Auch im Norden verzichten die niedergelassenen Urologen bis zur Neuregelung in der Gebührenordnung auf Zystokopien. So werden vom 2. bis zum 13. Dezember 2019 Blasenspiegelungen nur in Notfällen durchgeführt. Das beschloss die schleswig-holsteinische Sektion des Berufsverbandes der Deutschen Urologen (BvDU) auf ihrer diesjährigen Mitgliederversammlung am 15.11.2019 in Neumünster. Die Mitglieder schlossen sich damit der bundesweiten Kampagne ihrer Organisation an, die damit den Druck bei Krankenkassen und Politik erhöhen möchte.

Der Präsident des BvDU, Dr. Axel Schröder, erklärt die Aktion zum Zystoskopieverzicht.

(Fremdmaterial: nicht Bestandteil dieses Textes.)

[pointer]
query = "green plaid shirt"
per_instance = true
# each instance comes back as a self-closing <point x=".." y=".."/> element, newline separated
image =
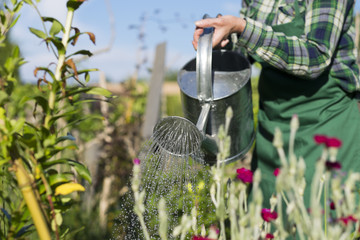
<point x="328" y="40"/>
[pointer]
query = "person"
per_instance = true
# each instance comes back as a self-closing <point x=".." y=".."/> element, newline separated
<point x="309" y="67"/>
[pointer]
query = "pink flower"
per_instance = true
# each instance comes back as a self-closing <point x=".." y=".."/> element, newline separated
<point x="332" y="206"/>
<point x="320" y="139"/>
<point x="245" y="175"/>
<point x="269" y="236"/>
<point x="347" y="219"/>
<point x="328" y="141"/>
<point x="200" y="238"/>
<point x="333" y="142"/>
<point x="333" y="165"/>
<point x="136" y="161"/>
<point x="267" y="215"/>
<point x="276" y="172"/>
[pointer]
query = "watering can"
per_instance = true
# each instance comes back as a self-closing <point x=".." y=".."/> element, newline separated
<point x="209" y="84"/>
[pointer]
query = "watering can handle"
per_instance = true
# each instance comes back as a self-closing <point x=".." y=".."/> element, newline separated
<point x="203" y="65"/>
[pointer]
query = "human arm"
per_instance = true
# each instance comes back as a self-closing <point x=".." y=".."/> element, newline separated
<point x="308" y="55"/>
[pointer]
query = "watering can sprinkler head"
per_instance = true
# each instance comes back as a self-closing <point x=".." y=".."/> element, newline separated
<point x="179" y="136"/>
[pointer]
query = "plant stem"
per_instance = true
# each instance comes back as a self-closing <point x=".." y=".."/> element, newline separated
<point x="64" y="41"/>
<point x="31" y="201"/>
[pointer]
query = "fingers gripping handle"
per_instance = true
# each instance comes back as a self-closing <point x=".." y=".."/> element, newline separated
<point x="203" y="65"/>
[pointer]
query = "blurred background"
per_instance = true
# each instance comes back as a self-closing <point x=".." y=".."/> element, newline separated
<point x="130" y="37"/>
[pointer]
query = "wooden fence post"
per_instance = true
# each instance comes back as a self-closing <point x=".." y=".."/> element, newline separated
<point x="153" y="106"/>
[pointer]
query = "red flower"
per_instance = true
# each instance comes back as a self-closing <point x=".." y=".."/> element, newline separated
<point x="328" y="141"/>
<point x="276" y="172"/>
<point x="136" y="161"/>
<point x="269" y="236"/>
<point x="333" y="165"/>
<point x="200" y="238"/>
<point x="245" y="175"/>
<point x="333" y="142"/>
<point x="267" y="215"/>
<point x="347" y="219"/>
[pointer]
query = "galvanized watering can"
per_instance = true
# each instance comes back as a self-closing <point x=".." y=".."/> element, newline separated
<point x="209" y="84"/>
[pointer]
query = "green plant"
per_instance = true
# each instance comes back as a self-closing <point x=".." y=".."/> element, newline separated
<point x="333" y="212"/>
<point x="38" y="172"/>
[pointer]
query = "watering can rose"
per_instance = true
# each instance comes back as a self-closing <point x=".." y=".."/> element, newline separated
<point x="245" y="175"/>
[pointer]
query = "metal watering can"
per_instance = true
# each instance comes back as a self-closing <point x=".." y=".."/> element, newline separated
<point x="209" y="84"/>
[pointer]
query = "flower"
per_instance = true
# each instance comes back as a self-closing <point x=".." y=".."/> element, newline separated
<point x="332" y="206"/>
<point x="269" y="236"/>
<point x="328" y="141"/>
<point x="333" y="165"/>
<point x="320" y="139"/>
<point x="333" y="142"/>
<point x="245" y="175"/>
<point x="200" y="238"/>
<point x="347" y="219"/>
<point x="136" y="161"/>
<point x="268" y="215"/>
<point x="276" y="172"/>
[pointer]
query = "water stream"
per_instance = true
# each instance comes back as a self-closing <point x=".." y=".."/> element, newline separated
<point x="173" y="169"/>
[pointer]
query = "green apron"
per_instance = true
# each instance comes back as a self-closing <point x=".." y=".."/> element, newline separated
<point x="322" y="108"/>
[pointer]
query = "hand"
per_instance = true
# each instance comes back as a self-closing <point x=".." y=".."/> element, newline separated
<point x="223" y="27"/>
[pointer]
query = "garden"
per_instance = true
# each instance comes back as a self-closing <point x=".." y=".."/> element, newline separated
<point x="74" y="164"/>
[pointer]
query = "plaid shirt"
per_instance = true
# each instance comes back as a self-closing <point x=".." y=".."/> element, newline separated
<point x="328" y="40"/>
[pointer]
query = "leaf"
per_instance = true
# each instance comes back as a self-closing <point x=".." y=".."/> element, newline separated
<point x="43" y="102"/>
<point x="14" y="22"/>
<point x="72" y="5"/>
<point x="57" y="43"/>
<point x="23" y="230"/>
<point x="79" y="168"/>
<point x="68" y="188"/>
<point x="64" y="138"/>
<point x="81" y="52"/>
<point x="56" y="26"/>
<point x="100" y="91"/>
<point x="38" y="33"/>
<point x="75" y="37"/>
<point x="71" y="64"/>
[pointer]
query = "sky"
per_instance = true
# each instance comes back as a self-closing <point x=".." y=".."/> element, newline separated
<point x="116" y="25"/>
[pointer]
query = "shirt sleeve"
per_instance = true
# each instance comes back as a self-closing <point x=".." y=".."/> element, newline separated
<point x="306" y="56"/>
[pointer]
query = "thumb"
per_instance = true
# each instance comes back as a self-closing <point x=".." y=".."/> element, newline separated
<point x="204" y="23"/>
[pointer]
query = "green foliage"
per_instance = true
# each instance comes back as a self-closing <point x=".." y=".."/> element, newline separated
<point x="35" y="125"/>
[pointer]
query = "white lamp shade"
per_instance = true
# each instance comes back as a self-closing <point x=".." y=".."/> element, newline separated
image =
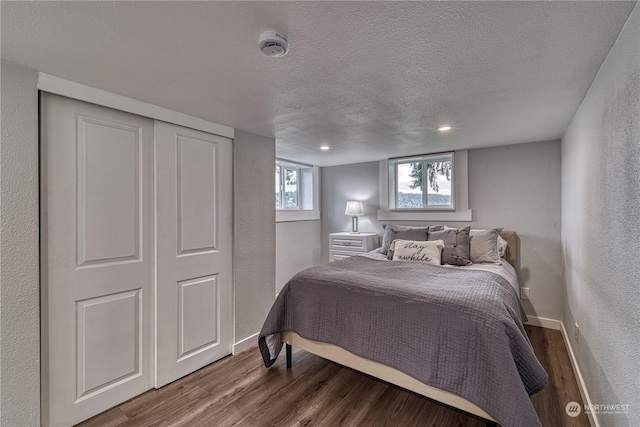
<point x="354" y="208"/>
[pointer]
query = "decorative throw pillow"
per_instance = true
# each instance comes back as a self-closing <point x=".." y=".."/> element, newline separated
<point x="502" y="244"/>
<point x="420" y="251"/>
<point x="456" y="245"/>
<point x="484" y="246"/>
<point x="390" y="231"/>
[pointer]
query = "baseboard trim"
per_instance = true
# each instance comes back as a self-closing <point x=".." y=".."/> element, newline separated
<point x="543" y="322"/>
<point x="245" y="343"/>
<point x="593" y="419"/>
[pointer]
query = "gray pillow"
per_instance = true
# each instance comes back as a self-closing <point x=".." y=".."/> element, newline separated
<point x="456" y="245"/>
<point x="391" y="229"/>
<point x="484" y="246"/>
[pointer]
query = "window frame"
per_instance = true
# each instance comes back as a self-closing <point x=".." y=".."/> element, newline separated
<point x="425" y="159"/>
<point x="299" y="213"/>
<point x="286" y="166"/>
<point x="460" y="192"/>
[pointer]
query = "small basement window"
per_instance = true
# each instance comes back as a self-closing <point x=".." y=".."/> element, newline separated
<point x="422" y="183"/>
<point x="296" y="188"/>
<point x="430" y="187"/>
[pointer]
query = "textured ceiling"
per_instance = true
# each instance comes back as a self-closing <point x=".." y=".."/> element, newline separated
<point x="370" y="79"/>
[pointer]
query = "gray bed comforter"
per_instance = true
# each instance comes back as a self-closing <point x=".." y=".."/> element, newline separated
<point x="458" y="330"/>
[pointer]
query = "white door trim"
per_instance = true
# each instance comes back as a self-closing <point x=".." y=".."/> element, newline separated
<point x="59" y="86"/>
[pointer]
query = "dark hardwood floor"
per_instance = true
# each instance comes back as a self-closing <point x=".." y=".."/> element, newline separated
<point x="239" y="391"/>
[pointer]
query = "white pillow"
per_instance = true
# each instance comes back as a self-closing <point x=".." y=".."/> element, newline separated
<point x="502" y="244"/>
<point x="484" y="246"/>
<point x="421" y="251"/>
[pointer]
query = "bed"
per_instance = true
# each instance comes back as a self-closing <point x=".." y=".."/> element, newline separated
<point x="476" y="358"/>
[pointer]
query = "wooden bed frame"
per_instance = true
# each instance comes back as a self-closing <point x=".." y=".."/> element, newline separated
<point x="389" y="374"/>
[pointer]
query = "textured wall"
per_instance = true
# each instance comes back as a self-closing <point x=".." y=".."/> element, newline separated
<point x="254" y="231"/>
<point x="19" y="251"/>
<point x="516" y="187"/>
<point x="600" y="229"/>
<point x="297" y="248"/>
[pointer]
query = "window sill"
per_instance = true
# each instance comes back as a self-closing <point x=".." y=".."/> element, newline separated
<point x="425" y="216"/>
<point x="302" y="215"/>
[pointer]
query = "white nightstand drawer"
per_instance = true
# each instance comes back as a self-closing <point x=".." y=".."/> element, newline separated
<point x="343" y="245"/>
<point x="350" y="244"/>
<point x="333" y="256"/>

Hintergrund des Protestes ist, dass bei der Durchführung und Aufbereitung der Endoskope in den Facharztpraxen zwar dieselben Hygienerichtlinien wie in Kliniken gelten, der Aufwand dafür jedoch für die Praxen sehr komplex und kostenintensiv ist. Dieser wird zurzeit von der Erstattung durch die Gebührenordnung nicht aufgefangen. „Im Namen aller an der Kampagne teilnehmenden Praxen bitten wir betroffene Patienten um Verständnis, wenn wir diese Behandlung im Aktionszeitraum nicht durchführen können“, sagte BvDU-Präsident Dr. Axel Schroeder (Neumünster).